Conclusion: South America, North America and Sub-Saharan Africa show the highest income inequality within the country. Europe seems to have the least income inequality.

Conclusions

Based on Gapminder data and my analysis of it, I summarised below the conclusions regarding the development of the society in 2018 compared to 2010. In the analysis I used the methods of descriptive statistics and visualisations. So the conclusions regarding potential correlations between indicators are tentative and may deviate from the actual state of affairs.

Section 1: General developments in the world in 2018 compared to 2010

GDP per capita has noticeably increased by 5 353 USD. Western Europe seems to have the highest GDP per capita followed by East Asia Pasific. Africa shows the lowest GDP per capita. Western Asia and Africa have shown the highest population growth. Eastern Europe has a negative population growth. The only noticeable increase was in the Human Development Index. The levels of democracy, corruption and inequality roughly stayed the same. Among the three countries Russia has the lowest GDP per capita, Germany being on the second place with the United States having the highest GDP per capita.

Section 2: Are there tentative correlations between certain indicators?

There is are clear tentative positive correlations between GDP per capita and life expectancy, between GDP per capita and the level of democracy. Russia has considerably shorter life expectancy and smaller GDP per capita compared to Germany and the US. Russia shows a very low democracy index, while Germany has the highest democracy index among the three countries. There is a tentative negative correlation between GPD per capita and the corruption perception level. Russia is on the lower end of the sample, while Germany shows the lowest level of corruption among the three countries. There seems to be no obvious correlations between human development and democracy or between democracy and military expenditures or bewteen democracy and inequality. Russia is among the outliers, with a very low democracy index and a rather high human development index and high military expenditures.

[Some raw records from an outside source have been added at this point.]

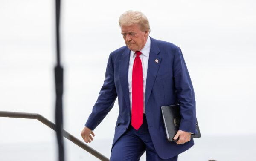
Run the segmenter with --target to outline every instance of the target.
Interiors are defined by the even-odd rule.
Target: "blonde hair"
[[[143,13],[138,11],[129,10],[122,14],[119,17],[119,25],[130,26],[137,24],[140,30],[144,32],[148,31],[150,32],[149,22],[148,18]]]

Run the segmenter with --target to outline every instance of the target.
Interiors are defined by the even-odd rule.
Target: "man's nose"
[[[131,40],[131,37],[130,37],[130,35],[129,35],[129,34],[126,34],[126,41],[130,41]]]

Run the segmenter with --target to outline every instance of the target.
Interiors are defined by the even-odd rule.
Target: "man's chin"
[[[134,52],[136,52],[137,50],[133,48],[129,47],[129,46],[127,47],[128,47],[128,48],[129,48],[131,50],[133,51]]]

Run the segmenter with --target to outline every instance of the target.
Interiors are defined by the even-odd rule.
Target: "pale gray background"
[[[0,110],[38,113],[54,122],[53,1],[0,1]],[[150,36],[181,48],[194,86],[202,138],[179,160],[256,160],[255,1],[61,5],[65,130],[82,140],[80,133],[103,84],[109,55],[125,45],[119,16],[138,10],[149,20]],[[117,101],[88,144],[108,157]],[[64,140],[67,161],[97,160]],[[0,118],[1,161],[56,160],[56,143],[53,131],[38,121]]]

Section 3: What are the developments in the disbribution of income in the world?

There is great inequality among the countries in terms of income distribution. 33 countries are in the lowest quartile with income less than 5.5K. The poorest country is Congo with GDP of USD 900. Other 33 countries are in the highest quartile with income more than 33.7K. The richest country is Singapore with GDP of USD 94.7K. South America, North America and Sub-Saharan Africa show the highest income distribution inequality within the country. Europe seems to have the least income inequality.